Under the null hypothesis \({H}_{0}:{h}_{M}^{2}={h}_{F}^{2}={h}^{2}\) for a shared \({h}^{2}\), the expected value of the difference in test statistics is \(E[T_M- T_F ]=E[T_M ]-E[T_F ]=K+(N_M-1)C-(K+(N_F-1)C)=C(N_M-N_F )\), with \(C=\frac{{h}^{2}}{1-{h}^{2}}\). To test this null hypothesis, we first estimate the shared \({h}^{2}\) parameter as the sample size weighted mean of the sex-specific estimates, i.e., \({\hat{h}}^{2}=\frac{1}{{N}_{M}+{N}_{F}}({N}_{M}{\hat{h}}_{M}^{2}+{N}_{F}{\hat{h}}_{F}^{2})\). We then define the test statistic \({T}_{D}^{\left({{{\rm{obs}}}}\right)}={T}_{M}^{\left({{{\rm{obs}}}}\right)}-\) \({T}_{F}^{({{{\rm{obs}}}})}=\frac{1}{1-{\hat{h}}^{2}}(({N}_{M}-1){\hat{\delta }}_{M}^{T}{\hat{\delta }}_{M}-({N}_{F}-1){\hat{\delta }}_{F}^{T}{\hat{\delta }}_{F})\), and generate draws of \({T}_{D}^{\left({{{\rm{draw}}}}\right)}\) by separately sampling \({T}_{M}^{\left({{{\rm{draw}}}}\right)}\) and \({T}_{F}^{\left({{{\rm{draw}}}}\right)}\) from \({\chi }_{K}^{2}\) distributions with noncentrality parameters of \(\left({N}_{M}-1\right)\hat{C}\) and \(\left({N}_{F}-1\right)\hat{C}\) with \(\hat{C}=\frac{{\hat{h}}^{2}}{1-{\hat{h}}^{2}}\), and taking their difference. An empirical p-value is then computed as \(2\times \Pr ({T}_{D}^{\left({{{\rm{draw}}}}\right)} < {T}_{D}^{\left({{{\rm{obs}}}}\right)})\) if \({T}_{D}^{\left({{{\rm{obs}}}}\right)} < \hat{C}\left({N}_{M}-{N}_{F}\right)\), and \(2\times \Pr ({T}_{D}^{\left({{{\rm{draw}}}}\right)} > {T}_{D}^{\left({{{\rm{obs}}}}\right)})\) otherwise. An adaptive sampling procedure was used for this, starting at an initial 10,000 draws of \({T}_{D}^{\left({{{\rm{draw}}}}\right)}\), and increasing these up to a maximum of 100 million draws for lower p-values.
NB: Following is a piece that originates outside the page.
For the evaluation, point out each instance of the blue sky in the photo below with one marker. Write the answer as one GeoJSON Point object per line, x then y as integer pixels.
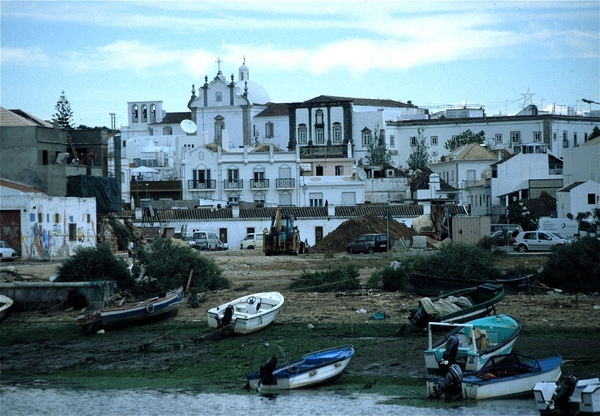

We note that, at present, this test has only been evaluated for quantitative phenotypes. Simulations showed that type-1 error rates were well controlled (see Supplementary Data 2 and “Methods: Type-1 error simulations”). Further simulations also indicate that if sample sizes differ, power to detect a difference in local heritability will be somewhat greater if the higher local heritability is in the smaller of the two samples, rather than in the larger sample (see Supplementary Fig. 3 and “Methods: Power simulations”).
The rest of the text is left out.